Walther said she had no intention of changing the dates of the trials until Jeffs has an attorney ready to represent him for the trials.
“Until he has counsel, these dates are set,” Walther said. “I will not change these dates.”
The dates for the other trials are Feb. 21 for sexual assault and March 14 for bigamy.
Walther argued that the indictments that came out in 2008 and the extradition process that began in June should have given Jeffs enough time to find an attorney in Texas.
“He is asking for a two-week period to get counsel,” Wright said.
The court did, however, change the focus of the next pretrial date, Dec. 15.

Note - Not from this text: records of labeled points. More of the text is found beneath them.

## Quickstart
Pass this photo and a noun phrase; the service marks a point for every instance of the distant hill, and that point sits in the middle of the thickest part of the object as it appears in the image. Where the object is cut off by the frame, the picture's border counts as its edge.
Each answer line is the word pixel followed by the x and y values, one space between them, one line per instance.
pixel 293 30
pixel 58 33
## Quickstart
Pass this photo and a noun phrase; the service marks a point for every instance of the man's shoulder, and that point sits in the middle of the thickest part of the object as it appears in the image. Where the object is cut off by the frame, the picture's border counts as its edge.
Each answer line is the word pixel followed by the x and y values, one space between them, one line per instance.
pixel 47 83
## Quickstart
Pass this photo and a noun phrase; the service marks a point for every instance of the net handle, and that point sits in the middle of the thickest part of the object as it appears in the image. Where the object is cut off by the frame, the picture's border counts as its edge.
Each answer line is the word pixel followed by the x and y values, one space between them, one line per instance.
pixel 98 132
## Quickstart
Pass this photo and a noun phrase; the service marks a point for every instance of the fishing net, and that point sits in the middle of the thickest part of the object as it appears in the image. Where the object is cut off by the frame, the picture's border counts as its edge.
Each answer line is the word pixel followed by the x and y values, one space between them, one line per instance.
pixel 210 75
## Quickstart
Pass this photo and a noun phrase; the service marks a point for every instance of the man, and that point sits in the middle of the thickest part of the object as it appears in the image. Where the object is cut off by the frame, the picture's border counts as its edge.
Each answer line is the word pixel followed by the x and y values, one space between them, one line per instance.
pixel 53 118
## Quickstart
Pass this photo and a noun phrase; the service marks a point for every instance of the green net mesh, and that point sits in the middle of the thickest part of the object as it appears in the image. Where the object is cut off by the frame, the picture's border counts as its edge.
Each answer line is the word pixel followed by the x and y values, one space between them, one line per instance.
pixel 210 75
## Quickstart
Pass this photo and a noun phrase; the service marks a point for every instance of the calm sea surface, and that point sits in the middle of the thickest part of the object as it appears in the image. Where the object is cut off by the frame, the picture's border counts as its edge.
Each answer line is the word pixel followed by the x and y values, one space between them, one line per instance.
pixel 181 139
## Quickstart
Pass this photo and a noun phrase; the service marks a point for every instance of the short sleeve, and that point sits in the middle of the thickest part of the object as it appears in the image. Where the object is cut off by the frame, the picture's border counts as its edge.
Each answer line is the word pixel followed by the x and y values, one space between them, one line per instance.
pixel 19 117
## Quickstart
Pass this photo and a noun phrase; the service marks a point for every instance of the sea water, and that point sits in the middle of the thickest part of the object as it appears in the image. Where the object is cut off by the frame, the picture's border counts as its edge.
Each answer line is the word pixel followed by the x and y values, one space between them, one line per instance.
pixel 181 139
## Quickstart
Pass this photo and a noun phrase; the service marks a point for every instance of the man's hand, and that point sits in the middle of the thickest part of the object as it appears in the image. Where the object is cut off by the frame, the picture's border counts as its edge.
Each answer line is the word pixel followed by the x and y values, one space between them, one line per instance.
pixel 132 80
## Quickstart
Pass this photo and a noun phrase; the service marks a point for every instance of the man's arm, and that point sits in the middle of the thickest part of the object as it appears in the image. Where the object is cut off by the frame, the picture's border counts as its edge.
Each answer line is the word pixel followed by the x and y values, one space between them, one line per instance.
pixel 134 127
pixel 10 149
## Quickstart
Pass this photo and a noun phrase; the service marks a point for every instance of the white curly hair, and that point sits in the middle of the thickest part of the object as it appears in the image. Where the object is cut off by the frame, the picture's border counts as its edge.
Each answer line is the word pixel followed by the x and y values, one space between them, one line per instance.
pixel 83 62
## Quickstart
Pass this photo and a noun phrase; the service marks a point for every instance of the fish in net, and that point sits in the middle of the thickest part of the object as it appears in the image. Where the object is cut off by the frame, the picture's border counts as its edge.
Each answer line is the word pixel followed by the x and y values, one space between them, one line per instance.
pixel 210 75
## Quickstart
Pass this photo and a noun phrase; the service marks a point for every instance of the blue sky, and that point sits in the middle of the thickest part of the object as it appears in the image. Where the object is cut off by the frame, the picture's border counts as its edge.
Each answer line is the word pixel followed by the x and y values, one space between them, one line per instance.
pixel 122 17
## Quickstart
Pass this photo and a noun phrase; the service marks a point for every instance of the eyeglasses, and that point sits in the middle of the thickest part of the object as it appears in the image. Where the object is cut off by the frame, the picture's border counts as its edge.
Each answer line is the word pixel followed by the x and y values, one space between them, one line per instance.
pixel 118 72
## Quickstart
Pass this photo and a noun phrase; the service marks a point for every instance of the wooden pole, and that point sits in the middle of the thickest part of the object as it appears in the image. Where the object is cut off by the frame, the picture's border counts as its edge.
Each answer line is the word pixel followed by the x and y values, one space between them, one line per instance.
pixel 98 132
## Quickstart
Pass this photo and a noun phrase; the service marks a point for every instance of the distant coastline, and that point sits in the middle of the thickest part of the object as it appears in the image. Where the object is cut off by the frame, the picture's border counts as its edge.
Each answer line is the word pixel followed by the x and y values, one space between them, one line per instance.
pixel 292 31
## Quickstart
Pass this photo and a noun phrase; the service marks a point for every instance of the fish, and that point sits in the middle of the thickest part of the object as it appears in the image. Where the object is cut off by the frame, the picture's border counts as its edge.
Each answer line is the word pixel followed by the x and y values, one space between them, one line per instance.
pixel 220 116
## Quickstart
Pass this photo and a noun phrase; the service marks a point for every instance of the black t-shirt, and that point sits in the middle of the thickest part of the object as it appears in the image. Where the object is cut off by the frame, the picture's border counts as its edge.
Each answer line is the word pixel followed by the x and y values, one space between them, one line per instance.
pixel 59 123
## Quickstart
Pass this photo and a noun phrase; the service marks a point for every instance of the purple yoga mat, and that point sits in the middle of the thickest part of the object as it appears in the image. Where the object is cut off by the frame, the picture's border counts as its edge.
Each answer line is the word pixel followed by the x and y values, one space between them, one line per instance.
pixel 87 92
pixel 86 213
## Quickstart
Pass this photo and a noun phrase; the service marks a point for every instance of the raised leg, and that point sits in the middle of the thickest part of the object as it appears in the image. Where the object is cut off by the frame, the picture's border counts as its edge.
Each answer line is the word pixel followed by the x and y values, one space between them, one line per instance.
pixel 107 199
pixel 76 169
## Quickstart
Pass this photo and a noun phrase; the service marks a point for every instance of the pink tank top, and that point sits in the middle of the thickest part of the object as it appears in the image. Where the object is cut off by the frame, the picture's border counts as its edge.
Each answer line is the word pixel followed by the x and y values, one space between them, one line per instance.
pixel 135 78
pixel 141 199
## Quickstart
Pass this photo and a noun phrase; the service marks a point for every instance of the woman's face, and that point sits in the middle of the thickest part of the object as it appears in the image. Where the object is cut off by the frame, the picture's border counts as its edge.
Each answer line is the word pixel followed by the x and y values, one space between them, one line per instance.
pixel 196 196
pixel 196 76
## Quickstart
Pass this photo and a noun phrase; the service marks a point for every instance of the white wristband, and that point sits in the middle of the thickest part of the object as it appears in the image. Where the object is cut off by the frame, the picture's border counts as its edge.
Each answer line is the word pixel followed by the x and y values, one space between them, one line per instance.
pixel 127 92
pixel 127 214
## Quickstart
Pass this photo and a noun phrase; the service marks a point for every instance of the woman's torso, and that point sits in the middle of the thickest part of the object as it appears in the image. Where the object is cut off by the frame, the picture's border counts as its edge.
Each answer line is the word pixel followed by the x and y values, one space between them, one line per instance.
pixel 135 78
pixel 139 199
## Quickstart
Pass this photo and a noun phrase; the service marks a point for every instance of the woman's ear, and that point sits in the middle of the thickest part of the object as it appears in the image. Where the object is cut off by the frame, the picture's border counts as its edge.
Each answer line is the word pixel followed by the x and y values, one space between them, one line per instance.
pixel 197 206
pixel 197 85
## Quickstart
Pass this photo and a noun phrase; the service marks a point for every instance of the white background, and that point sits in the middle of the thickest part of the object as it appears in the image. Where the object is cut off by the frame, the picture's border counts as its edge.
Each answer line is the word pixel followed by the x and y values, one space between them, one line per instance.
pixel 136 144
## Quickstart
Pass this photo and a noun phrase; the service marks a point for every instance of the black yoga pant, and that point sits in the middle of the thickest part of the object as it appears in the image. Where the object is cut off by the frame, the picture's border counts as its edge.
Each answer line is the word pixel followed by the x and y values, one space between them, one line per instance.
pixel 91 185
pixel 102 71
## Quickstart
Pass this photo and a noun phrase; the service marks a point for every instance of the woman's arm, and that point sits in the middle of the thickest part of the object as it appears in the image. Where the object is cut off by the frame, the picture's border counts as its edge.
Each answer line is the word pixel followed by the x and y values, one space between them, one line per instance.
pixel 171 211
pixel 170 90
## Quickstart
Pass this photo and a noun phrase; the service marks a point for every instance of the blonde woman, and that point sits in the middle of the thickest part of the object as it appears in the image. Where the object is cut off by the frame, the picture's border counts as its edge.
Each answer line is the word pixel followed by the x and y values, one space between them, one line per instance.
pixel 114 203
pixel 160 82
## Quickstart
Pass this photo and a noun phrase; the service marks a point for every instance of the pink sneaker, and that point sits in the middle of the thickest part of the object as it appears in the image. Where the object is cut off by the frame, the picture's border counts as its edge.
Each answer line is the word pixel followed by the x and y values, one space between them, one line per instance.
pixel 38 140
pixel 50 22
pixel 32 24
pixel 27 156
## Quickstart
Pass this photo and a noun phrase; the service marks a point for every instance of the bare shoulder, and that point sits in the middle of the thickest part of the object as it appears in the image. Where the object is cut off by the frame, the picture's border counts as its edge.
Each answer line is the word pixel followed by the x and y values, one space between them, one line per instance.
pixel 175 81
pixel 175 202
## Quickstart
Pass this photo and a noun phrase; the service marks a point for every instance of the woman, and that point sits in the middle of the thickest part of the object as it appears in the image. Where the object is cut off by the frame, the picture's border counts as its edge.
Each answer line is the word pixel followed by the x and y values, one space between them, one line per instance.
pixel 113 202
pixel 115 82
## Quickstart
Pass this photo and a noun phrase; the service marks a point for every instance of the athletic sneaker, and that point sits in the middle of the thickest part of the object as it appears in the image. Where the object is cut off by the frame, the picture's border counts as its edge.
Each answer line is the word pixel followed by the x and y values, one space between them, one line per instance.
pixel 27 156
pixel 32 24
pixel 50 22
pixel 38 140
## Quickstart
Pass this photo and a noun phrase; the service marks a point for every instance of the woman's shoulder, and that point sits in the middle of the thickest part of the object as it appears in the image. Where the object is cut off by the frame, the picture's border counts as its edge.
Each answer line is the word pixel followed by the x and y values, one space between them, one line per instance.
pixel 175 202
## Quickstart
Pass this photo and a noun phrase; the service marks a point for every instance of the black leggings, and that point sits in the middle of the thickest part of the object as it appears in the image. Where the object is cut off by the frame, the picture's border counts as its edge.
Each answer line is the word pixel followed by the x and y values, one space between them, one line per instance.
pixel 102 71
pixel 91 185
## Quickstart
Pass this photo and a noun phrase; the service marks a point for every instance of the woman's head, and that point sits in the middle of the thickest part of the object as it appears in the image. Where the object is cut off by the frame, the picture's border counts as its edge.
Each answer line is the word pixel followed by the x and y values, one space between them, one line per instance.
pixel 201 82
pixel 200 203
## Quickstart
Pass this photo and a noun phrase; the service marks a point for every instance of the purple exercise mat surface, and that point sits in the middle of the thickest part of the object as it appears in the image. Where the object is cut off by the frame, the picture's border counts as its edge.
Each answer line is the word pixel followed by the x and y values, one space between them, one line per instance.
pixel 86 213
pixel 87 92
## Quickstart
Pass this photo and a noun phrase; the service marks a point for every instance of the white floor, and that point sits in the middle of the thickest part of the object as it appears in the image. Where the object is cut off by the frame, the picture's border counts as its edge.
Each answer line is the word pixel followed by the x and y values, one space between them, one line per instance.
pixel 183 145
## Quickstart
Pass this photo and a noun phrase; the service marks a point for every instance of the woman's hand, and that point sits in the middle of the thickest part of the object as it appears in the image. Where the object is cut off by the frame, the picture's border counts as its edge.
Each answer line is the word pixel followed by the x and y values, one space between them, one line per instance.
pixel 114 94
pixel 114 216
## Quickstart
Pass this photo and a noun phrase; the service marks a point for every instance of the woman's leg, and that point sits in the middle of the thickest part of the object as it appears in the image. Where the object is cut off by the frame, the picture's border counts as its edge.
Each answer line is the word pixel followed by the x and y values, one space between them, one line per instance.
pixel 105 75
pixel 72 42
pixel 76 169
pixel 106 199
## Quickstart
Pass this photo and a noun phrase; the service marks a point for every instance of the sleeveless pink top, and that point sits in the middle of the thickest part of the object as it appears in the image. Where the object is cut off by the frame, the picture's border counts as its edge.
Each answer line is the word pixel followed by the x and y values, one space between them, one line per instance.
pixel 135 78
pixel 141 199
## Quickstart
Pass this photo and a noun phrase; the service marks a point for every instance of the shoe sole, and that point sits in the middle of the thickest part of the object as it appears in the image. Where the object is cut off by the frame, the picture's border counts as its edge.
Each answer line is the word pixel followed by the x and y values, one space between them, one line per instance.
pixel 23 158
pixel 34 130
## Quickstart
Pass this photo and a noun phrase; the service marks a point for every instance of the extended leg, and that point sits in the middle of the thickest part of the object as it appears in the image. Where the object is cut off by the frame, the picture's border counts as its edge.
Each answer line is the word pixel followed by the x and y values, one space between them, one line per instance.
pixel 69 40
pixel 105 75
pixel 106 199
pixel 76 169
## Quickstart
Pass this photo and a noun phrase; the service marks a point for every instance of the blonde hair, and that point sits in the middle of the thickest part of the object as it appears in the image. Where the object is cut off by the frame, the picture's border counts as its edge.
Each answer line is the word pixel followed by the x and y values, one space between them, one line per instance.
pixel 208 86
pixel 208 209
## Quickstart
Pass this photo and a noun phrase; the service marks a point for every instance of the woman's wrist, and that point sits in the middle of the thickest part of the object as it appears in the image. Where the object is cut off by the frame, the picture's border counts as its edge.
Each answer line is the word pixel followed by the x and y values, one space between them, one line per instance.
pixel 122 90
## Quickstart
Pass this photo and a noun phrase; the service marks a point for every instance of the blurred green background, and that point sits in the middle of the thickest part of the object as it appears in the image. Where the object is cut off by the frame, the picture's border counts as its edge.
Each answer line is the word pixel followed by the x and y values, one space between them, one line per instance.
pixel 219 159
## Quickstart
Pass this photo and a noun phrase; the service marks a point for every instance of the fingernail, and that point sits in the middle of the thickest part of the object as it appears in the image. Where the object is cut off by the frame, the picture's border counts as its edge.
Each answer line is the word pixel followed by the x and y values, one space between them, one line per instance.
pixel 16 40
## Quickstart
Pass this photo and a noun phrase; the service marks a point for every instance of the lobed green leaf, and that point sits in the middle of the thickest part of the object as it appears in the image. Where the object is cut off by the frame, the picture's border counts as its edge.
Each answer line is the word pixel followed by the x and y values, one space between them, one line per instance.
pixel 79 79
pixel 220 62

That date was to be a hearing on a motion to suppress the evidence that was gathered during a raid on the FLDS-owned Yearning for Zion Ranch, where authorities responded to what turned out to be a hoax phone call. Law enforcement personnel obtained hundreds of boxes of documents and other evidence, and more than 400 children were taken from their parents, although an appeals court overruled the decision to take the children and they were returned.
The defense in the criminal trials against men from the YFZ Ranch has constantly objected that the seizure of evidence was a violation of constitutional rights and sought to keep the evidence from being used, hence a joint motion in Texas to suppress evidence from all the indicted FLDS men in Schleicher County.
Jeffs, however, was not a part of that joint motion since he was in jail out of state.